In issue number 11 ( January 1951) of the book miscellany Colophon someone called W. Mason- Owen describes some of the literary material that remains locked away in two departments of the British Library ( or British Museum Library as it was then known). Incidentally, didn’t unfashionable novelist Angus Wilson work in the Manuscript department of the BM around this time? I bet he had a peek at these banned items.
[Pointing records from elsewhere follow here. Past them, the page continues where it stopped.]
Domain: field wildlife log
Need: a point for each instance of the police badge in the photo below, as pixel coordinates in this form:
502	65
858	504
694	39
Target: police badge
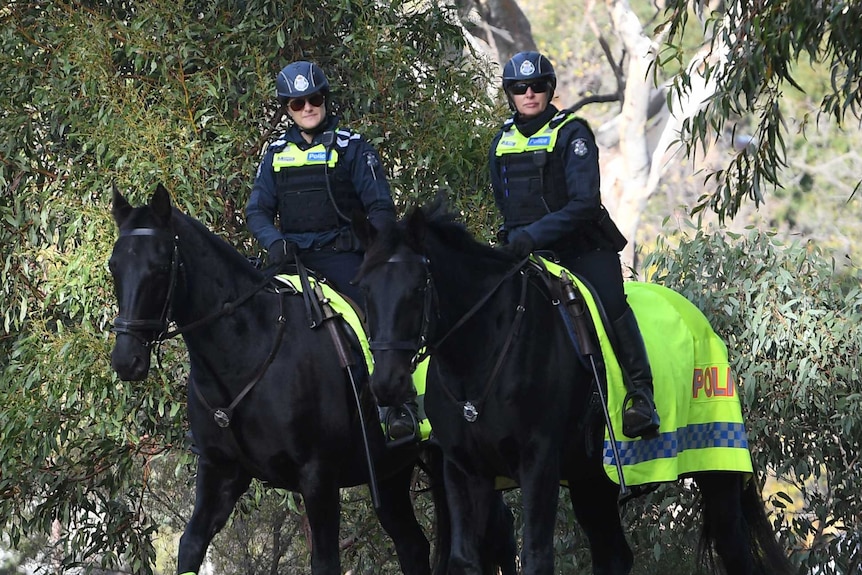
579	147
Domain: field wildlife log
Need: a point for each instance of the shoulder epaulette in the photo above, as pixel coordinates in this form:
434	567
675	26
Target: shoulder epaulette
278	144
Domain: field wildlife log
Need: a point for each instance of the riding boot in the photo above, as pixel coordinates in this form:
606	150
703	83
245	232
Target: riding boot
401	424
640	418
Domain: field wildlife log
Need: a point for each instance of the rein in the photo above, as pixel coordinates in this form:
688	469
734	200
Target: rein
470	411
428	293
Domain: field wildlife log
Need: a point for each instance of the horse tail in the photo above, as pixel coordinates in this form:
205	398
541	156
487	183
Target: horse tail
747	529
769	557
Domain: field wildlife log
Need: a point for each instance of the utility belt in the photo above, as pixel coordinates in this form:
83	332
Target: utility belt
345	241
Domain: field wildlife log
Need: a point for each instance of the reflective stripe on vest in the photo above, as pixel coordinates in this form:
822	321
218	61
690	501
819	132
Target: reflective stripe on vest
292	157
In 1951 the first and most important of these departments was the Copyright Department, in which ‘ neatly packed away in brown paper parcels ‘ could be found ‘ politician’s diaries , books, letters and documents of scientists, inventors, poets and literary men, Court gossipers and King’s Messengers’. According to Mason-Owen, many of these writings wouldn’t be available to read for another fifty years---some perhaps would never be read. Owen then describes a few examples of the material locked away:-
- Sir Henry Campbell-Bannerman’s private papers. Apparently, according to Mason-Owen, Campbell-Bannerman was Prime Minister in the early part of ‘ the nineteenth century’ , which should of course read ‘ the twentieth century ‘. Never mind. The reason they’re hidden away was because this particular politician was ‘famed for his caustic outbursts ‘against his more intransigent opponents. It’s hard to imagine that many of these MPs would have been alive forty or fifty years on, but there you are. I suppose war hero Winston Churchill might have been one of them.